Aschoff H H, Clausen A, Tsoumpris K, Hoffmeister T
Klinik für Plastische, Hand- und Rekonstruktive Chirurgie, Sana Kliniken Lübeck, Kronsforder Allee 71-73, 23558, Lübeck, Deutschland.
Oper Orthop Traumatol. 2011 Dec;23(5):462-72. doi: 10.1007/s00064-011-0054-6.
Improvement of function following above-knee amputation with an osseointegrated, transcutaneous femoral implant as a hard point for the exo prosthesis, the so-called endo-exo femur prosthesis (EEFP).
Above knee amputation following trauma, tumor, or infection.
Diabetes, PAOD, psychiatric diseases, use of chemotherapeutic or corticosteroid medication, nonconcluded bone growth, lack of compliance, and florid infection at the time of implantation.
Performed as a two-step procedure: Stage 1 (implantation): sharp dissection of the end of the residual bone, adequate access to the intramedullar canal, cortical reaming using curettes and a flexible drill followed by cement-free, press-fit implantation of the endoprosthesis itself, closing of the soft tissue coat of the femur stump to reduce the risk of infection, assurance of primary and secondary stability via the metal spongiosa-like surface of the implant (Spongiosa Metal 2®). Stage 2 (exteriorization): 6 weeks postoperatively, opening of the skin at the distal point of the femur stump, the soft tissue between the skin and endoprosthesis is then removed and the double conus and the connecting adapter for the exoprothesis is attached.
Ascending weight bearing depending on bone quality. On average, full weight bearing can be achieved 8-10 weeks after stage 1 surgery.

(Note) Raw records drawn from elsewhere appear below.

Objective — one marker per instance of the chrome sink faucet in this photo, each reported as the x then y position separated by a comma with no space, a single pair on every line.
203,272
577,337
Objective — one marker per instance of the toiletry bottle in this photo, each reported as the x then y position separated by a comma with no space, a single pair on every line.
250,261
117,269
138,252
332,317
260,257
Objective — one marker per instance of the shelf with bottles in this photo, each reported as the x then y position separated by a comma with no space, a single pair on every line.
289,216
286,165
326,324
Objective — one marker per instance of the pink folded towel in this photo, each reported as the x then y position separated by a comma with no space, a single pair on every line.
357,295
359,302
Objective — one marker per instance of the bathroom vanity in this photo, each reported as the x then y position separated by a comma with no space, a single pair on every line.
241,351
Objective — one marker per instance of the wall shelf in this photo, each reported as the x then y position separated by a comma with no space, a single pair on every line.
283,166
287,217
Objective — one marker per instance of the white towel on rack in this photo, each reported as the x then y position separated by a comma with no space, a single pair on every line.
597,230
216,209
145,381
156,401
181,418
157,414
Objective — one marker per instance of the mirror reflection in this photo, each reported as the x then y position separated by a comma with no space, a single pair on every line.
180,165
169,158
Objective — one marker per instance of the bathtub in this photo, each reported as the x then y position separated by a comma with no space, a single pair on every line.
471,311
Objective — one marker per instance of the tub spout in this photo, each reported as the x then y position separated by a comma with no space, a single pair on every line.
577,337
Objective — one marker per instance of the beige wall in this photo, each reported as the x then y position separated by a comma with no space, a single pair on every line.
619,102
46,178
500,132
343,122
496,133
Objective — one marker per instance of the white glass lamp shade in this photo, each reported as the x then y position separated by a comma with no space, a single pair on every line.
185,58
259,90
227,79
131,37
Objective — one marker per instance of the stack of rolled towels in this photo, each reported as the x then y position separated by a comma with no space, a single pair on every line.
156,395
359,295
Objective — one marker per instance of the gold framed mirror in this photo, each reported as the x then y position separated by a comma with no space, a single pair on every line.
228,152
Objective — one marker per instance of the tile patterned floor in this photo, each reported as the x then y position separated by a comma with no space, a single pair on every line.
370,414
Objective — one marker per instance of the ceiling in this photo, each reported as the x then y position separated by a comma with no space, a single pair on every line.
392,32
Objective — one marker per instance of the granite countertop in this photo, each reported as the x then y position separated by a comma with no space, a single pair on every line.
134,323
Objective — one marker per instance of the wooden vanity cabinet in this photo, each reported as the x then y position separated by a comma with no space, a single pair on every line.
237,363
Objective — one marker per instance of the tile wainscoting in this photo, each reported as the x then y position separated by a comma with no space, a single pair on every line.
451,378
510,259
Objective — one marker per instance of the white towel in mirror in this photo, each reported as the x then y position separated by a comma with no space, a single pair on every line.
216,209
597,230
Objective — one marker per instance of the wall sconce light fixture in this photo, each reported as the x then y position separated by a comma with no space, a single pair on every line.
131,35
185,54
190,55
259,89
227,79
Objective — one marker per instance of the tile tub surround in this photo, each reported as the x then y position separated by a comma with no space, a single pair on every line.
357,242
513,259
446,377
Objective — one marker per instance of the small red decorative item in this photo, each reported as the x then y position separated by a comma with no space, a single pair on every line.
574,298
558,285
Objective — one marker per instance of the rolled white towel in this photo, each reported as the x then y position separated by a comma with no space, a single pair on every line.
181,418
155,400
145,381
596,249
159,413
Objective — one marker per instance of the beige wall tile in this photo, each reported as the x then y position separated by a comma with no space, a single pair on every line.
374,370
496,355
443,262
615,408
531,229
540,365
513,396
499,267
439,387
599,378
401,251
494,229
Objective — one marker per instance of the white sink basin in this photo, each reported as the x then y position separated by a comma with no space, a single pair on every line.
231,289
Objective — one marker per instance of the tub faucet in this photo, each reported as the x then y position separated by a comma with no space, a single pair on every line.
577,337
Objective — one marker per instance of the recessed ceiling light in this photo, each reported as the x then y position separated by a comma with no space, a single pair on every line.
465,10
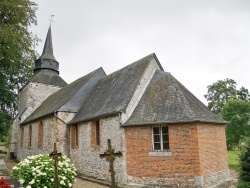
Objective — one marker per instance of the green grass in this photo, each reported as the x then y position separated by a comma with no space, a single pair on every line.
233,158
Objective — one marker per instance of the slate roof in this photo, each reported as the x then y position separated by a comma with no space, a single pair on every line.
166,100
50,79
69,98
113,93
48,47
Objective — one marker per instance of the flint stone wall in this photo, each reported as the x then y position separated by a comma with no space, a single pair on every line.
86,155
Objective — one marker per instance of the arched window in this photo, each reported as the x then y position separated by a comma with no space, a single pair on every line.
40,134
22,135
30,136
74,135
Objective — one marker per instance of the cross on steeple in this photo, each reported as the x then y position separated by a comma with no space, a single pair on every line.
51,17
55,156
110,155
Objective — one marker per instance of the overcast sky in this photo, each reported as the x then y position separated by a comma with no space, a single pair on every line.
198,41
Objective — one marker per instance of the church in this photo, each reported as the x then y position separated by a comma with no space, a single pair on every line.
167,137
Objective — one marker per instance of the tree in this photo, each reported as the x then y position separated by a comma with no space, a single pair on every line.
244,170
17,52
237,113
220,92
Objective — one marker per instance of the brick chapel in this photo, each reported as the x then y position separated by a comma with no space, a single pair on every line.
167,137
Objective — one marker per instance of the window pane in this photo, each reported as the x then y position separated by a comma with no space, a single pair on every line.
156,130
164,130
166,146
156,138
157,146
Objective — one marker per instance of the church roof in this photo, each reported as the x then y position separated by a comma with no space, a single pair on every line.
166,100
113,93
69,98
51,79
48,47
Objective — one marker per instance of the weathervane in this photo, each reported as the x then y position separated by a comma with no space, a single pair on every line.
51,17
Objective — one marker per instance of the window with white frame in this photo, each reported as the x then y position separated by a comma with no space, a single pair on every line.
160,138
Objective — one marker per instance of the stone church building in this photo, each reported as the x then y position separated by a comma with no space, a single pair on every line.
167,137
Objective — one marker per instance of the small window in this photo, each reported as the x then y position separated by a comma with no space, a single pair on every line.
97,132
160,138
40,134
22,136
30,136
74,135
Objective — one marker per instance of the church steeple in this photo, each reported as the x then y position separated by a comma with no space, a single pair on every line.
47,63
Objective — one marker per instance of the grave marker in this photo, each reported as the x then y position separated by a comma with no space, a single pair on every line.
110,156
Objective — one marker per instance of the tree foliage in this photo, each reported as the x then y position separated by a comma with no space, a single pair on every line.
220,92
17,52
237,113
244,171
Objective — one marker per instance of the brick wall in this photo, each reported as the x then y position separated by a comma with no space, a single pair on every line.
189,152
213,153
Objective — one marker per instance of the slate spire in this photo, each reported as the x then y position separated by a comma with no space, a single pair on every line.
47,63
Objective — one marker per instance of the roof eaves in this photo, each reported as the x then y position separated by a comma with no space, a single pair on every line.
174,122
95,117
32,120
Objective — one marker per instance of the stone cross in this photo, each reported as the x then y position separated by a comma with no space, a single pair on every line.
110,155
51,17
55,156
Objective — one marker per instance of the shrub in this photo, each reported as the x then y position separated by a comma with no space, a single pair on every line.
4,184
38,171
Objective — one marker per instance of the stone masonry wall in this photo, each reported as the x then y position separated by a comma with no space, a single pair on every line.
32,96
86,155
180,165
54,130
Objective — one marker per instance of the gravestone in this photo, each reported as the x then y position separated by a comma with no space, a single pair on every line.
55,156
110,156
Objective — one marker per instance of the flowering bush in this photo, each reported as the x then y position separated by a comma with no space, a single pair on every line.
39,171
4,184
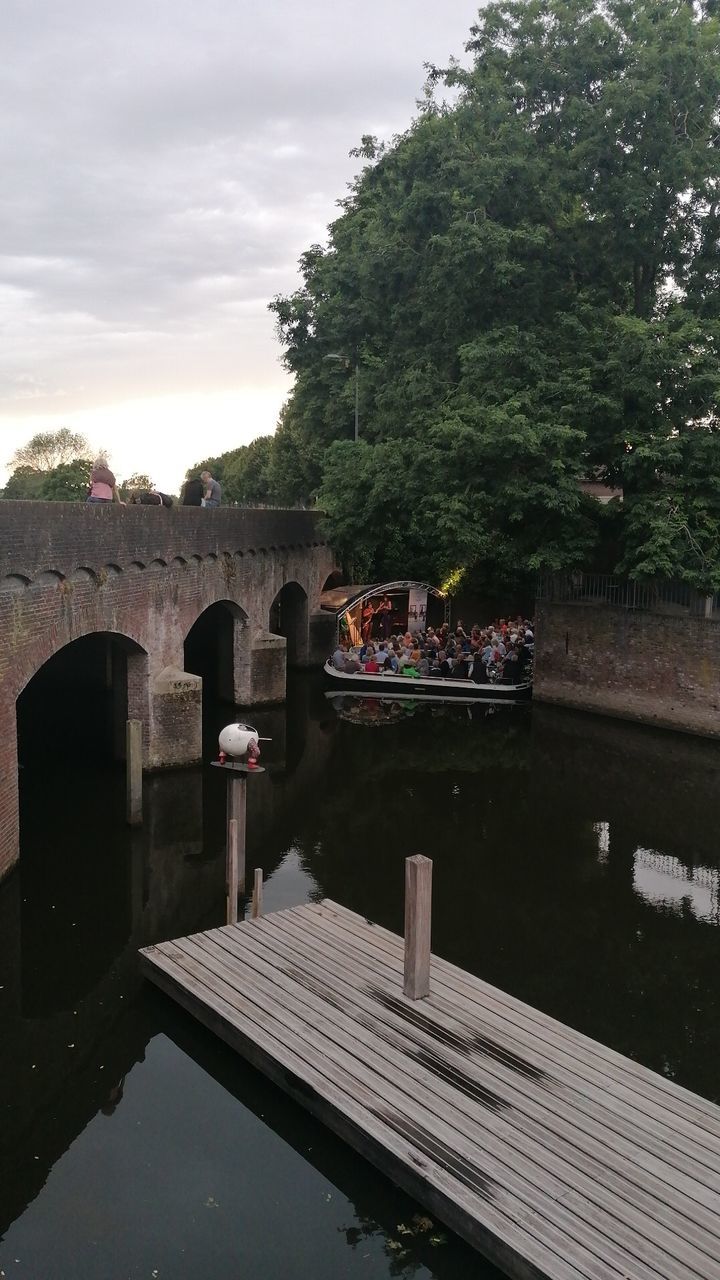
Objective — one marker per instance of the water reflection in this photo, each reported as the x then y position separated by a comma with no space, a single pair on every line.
666,883
574,865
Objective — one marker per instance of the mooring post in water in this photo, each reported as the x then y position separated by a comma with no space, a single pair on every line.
237,813
133,772
231,872
258,894
418,913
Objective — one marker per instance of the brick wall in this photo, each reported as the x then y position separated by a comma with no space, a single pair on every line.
146,575
655,668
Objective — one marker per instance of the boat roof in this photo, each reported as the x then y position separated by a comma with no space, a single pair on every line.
341,598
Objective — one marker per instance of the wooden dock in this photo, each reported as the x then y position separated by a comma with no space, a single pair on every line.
552,1155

The first endo-exo femur prosthesis (EEFP) was implanted in 1999. Through December 2009, 39 cases were operated in Lübeck, early serosanguinous drainage, soft tissue problems at the stoma, and ascending infections after mobilization of the patients could be minimized by further development of the design of the EEFP. Intramedullary infections were the exception (1 of 39 patients). A total of 4 explantations had to be performed (3 due to infection and 1 due to prosthetic failure). Two of those patients were again provided with an EEFP. Overall, the EEFP improved the gait pattern because of the bone-guided transmission of muscle power, increased osseoperception, and improved economical energy balance. Of the 39 patients, 37 said that they would again undergo operation.
使用骨整合式经皮股骨植入物作为外骨骼假肢的硬连接点,即所谓的内外侧股骨假体(EEFP),改善膝上截肢后的功能。
创伤、肿瘤或感染后膝上截肢。
糖尿病、外周动脉疾病、精神疾病、使用化疗或皮质类固醇药物、骨生长未完成、依从性差以及植入时存在急性感染。

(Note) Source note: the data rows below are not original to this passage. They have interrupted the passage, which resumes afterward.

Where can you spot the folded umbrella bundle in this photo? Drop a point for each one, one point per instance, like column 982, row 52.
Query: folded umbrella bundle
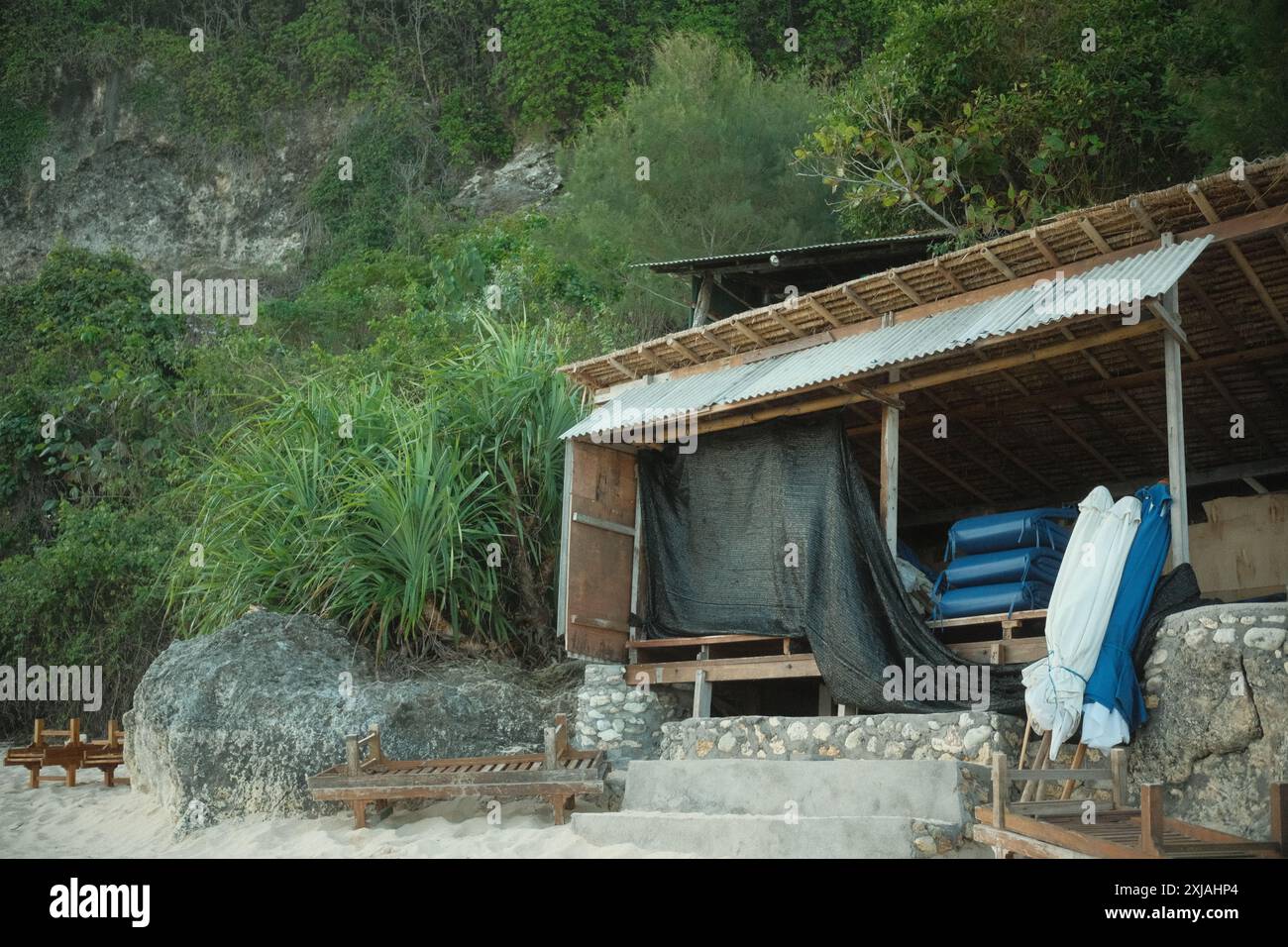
column 1078, row 612
column 1113, row 706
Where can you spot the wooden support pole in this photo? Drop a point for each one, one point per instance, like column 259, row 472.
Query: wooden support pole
column 1119, row 776
column 352, row 755
column 1000, row 789
column 1175, row 433
column 700, row 694
column 824, row 699
column 1279, row 815
column 1151, row 818
column 702, row 307
column 890, row 472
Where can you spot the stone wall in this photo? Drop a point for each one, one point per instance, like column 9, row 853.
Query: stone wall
column 625, row 722
column 1216, row 685
column 970, row 736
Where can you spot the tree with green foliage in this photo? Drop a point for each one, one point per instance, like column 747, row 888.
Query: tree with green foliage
column 984, row 116
column 696, row 161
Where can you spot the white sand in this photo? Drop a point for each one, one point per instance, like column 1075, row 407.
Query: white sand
column 93, row 821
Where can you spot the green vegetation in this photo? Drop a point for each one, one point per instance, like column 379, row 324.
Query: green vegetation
column 127, row 437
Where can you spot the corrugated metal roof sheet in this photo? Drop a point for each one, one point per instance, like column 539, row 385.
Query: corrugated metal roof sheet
column 1121, row 282
column 810, row 248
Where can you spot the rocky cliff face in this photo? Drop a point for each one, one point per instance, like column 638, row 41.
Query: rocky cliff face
column 1216, row 686
column 235, row 722
column 124, row 183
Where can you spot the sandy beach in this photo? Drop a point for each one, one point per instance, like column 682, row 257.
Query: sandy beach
column 91, row 821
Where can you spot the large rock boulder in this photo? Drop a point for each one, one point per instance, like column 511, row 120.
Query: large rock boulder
column 529, row 178
column 235, row 722
column 1218, row 735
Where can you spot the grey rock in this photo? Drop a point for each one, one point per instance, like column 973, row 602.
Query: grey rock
column 529, row 178
column 236, row 720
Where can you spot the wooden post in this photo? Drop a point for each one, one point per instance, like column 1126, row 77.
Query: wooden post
column 1033, row 787
column 1119, row 774
column 1175, row 429
column 702, row 308
column 1000, row 789
column 1279, row 817
column 700, row 694
column 552, row 757
column 824, row 699
column 1078, row 755
column 352, row 758
column 890, row 472
column 1151, row 818
column 565, row 539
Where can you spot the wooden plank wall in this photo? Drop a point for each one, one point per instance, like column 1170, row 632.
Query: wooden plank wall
column 599, row 562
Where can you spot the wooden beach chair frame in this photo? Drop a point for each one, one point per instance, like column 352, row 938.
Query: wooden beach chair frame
column 1055, row 828
column 72, row 754
column 558, row 775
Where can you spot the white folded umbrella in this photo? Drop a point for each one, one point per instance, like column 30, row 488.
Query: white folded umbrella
column 1078, row 613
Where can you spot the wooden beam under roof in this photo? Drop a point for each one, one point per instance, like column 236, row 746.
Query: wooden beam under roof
column 1248, row 270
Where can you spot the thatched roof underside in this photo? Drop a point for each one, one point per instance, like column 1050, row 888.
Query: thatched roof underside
column 1051, row 428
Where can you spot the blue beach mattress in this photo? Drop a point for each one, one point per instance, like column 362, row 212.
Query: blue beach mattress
column 1039, row 564
column 1016, row 530
column 992, row 599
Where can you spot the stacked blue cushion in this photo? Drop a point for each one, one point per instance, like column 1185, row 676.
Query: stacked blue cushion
column 1004, row 562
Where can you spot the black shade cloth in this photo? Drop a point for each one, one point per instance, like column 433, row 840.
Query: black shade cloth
column 1176, row 591
column 720, row 526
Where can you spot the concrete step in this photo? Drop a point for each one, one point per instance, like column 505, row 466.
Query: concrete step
column 773, row 836
column 790, row 809
column 824, row 789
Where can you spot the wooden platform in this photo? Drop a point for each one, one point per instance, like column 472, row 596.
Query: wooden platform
column 558, row 775
column 996, row 639
column 722, row 657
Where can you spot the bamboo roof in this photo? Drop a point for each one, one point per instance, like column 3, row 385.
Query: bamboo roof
column 1050, row 411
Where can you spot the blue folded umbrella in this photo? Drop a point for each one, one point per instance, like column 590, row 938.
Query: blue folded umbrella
column 1113, row 707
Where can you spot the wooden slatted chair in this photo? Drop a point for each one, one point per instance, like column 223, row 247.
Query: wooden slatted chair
column 1069, row 828
column 72, row 754
column 558, row 775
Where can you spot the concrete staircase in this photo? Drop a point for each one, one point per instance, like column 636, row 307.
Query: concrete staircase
column 791, row 809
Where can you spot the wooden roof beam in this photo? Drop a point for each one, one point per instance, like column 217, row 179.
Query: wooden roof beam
column 999, row 264
column 717, row 342
column 1094, row 235
column 683, row 350
column 647, row 355
column 906, row 444
column 1047, row 254
column 790, row 326
column 823, row 311
column 1260, row 204
column 630, row 373
column 906, row 289
column 851, row 294
column 941, row 268
column 761, row 342
column 1249, row 273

分两步进行:第1阶段(植入):锐性解剖残留骨末端,充分进入髓腔,使用刮匙和柔性钻头进行皮质扩孔,然后无骨水泥、压配式植入内置假体本身,闭合股骨残端的软组织包膜以降低感染风险,通过植入物的金属海绵状表面(Spongiosa Metal 2®)确保一期和二期稳定性。第2阶段(外置):术后6周,在股骨残端远端切开皮肤,然后切除皮肤与内置假体之间的软组织,并连接双圆锥体和外骨骼假肢的连接适配器。
根据骨质逐渐增加负重。平均而言,在第1阶段手术后8 - 10周可实现完全负重。
1999年首次植入内外侧股骨假体(EEFP)。截至2009年12月,吕贝克共进行了39例手术,通过进一步改进EEFP的设计,可将早期血清样引流、造口处软组织问题以及患者活动后逐渐出现的感染降至最低。髓内感染为例外情况(39例患者中有1例)。总共进行了4次取出手术(3次因感染,1次因假体故障)。其中2例患者再次植入了EEFP。总体而言,由于肌肉力量的骨传导、骨感知增加以及经济能量平衡改善,EEFP改善了步态模式。39例患者中,37例表示愿意再次接受手术。